Another possible source of model error is the poor representation of water vapour in the upper atmosphere (Section 9.4.1.2). It has been suggested that a reduction in stratospheric water vapour after 2000 caused a reduction in downward longwave radiation and hence a surface-cooling contribution (Solomon et al., 2010), possibly missed by the models, However, this effect is assessed here to be small, because there was a recovery in stratospheric water vapour after 2005 (Section 2.2.2.1, Figure 2.5).
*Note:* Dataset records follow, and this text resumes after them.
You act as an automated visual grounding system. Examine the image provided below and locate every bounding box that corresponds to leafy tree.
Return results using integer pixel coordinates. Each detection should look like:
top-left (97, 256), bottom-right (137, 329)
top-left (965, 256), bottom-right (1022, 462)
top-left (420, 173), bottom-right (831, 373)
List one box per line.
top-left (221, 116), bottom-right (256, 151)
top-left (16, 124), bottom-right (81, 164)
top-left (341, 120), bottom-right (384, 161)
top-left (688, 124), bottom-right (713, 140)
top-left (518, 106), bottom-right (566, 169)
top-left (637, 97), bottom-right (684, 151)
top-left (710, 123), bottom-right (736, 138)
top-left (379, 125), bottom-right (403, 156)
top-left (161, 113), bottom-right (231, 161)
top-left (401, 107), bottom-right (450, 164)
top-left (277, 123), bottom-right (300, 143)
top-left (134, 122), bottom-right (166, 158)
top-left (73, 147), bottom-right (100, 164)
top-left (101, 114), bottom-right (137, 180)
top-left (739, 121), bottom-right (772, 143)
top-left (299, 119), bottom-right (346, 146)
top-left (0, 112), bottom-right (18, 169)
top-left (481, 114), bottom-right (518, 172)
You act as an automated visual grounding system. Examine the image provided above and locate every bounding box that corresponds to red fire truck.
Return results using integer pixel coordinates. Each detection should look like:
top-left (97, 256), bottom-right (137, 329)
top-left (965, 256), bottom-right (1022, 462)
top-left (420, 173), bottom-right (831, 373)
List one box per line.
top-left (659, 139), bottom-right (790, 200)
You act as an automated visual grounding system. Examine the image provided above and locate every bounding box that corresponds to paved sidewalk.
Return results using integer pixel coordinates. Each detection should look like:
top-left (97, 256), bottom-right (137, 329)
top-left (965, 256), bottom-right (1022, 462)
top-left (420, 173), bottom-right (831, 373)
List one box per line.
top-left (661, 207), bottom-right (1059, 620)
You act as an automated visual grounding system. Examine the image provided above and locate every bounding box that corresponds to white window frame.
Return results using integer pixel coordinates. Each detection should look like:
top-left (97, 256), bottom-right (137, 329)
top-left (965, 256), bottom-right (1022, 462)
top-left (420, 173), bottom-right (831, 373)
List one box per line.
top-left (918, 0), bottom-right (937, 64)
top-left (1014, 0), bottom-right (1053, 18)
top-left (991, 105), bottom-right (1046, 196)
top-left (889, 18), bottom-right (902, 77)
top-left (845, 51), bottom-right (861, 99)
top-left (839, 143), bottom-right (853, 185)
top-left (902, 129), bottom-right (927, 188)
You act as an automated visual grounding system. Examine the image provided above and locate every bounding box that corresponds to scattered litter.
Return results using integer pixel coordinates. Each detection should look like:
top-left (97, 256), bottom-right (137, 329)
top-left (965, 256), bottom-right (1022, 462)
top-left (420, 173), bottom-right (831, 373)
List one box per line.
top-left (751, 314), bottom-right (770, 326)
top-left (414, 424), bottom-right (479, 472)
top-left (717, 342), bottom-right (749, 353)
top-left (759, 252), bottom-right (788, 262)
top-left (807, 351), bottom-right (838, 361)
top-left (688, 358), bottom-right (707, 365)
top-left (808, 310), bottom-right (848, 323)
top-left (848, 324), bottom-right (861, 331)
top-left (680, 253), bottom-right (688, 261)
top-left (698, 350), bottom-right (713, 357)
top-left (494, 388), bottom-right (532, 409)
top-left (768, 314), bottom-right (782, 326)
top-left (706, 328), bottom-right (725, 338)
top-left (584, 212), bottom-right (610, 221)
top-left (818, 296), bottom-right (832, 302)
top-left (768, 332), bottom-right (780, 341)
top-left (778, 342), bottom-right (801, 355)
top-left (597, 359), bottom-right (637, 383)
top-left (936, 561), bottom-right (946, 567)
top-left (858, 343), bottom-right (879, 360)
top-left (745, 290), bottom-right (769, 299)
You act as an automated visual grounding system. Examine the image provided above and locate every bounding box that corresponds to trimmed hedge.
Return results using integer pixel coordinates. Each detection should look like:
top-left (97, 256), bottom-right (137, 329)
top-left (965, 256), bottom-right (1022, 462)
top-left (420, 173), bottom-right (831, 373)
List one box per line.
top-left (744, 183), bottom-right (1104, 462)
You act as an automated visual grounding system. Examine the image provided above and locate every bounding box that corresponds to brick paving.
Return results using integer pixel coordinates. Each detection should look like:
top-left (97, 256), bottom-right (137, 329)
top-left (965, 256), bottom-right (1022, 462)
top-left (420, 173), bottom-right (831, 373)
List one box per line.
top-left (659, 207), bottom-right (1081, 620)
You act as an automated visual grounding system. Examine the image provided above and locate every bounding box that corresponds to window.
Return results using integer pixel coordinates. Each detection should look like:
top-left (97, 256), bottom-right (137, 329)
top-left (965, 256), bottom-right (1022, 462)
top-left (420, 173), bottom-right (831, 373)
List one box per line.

In summary, the observed recent warming hiatus, defined as the reduction in GMST trend during 1998–2012 as compared to the trend during 1951–2012, is attributable in roughly equal measure to a cooling contribution from internal variability and a reduced trend in external forcing (expert judgment, medium confidence). The forcing trend reduction is primarily due to a negative forcing trend from both volcanic eruptions and the downward phase of the solar cycle. However, there is low confidence in quantifying the role of forcing trend in causing the hiatus, because of uncertainty in the magnitude of the volcanic forcing trend and low confidence in the aerosol forcing trend.
Almost all CMIP5 historical simulations do not reproduce the observed recent warming hiatus. There is medium confidence that the GMST trend difference between models and observations during 1998–2012 is
to a substantial degree caused by internal variability, with possible contributions from forcing error and some CMIP5 models overestimating the response to increasing greenhouse-gas forcing. The CMIP5 model trend in effective radiative forcing (ERF) shows no apparent bias against the AR5 best estimate over 1998–2012.
However, confidence in this assessment of CMIP5 ERF trend is low, primarily because of the uncertainties in model aerosol forcing and processes, which through spatial heterogeneity might well cause an undetected global-mean ERF trend error even in the absence of a trend in the global-mean aerosol loading.
The causes of both the observed GMST trend hiatus and of the model–observation GMST trend difference during 1998–2012 imply that, barring a major volcanic eruption, most 15-year GMST trends in the near-term future will be larger than during 1998–2012 (high confidence; see 11.3.6.3. for a full assessment of near-term projections of GMST). The reasons for this implication are fourfold: first, anthropogenic greenhouse-gas concentrations are expected to rise further in all RCP scenarios; second, anthropogenic aerosol concentration is expected to decline in all RCP scenarios, and so is the resulting cooling effect; third, the trend in solar forcing is expected to be larger over most near-term 15–year periods than over 1998–2012 (medium confidence), because 1998–2012 contained the full downward phase of the solar cycle; and fourth, it is more likely than not that internal climate variability in the near-term will enhance and not counteract the surface warming expected to arise from the increasing anthropogenic forcing.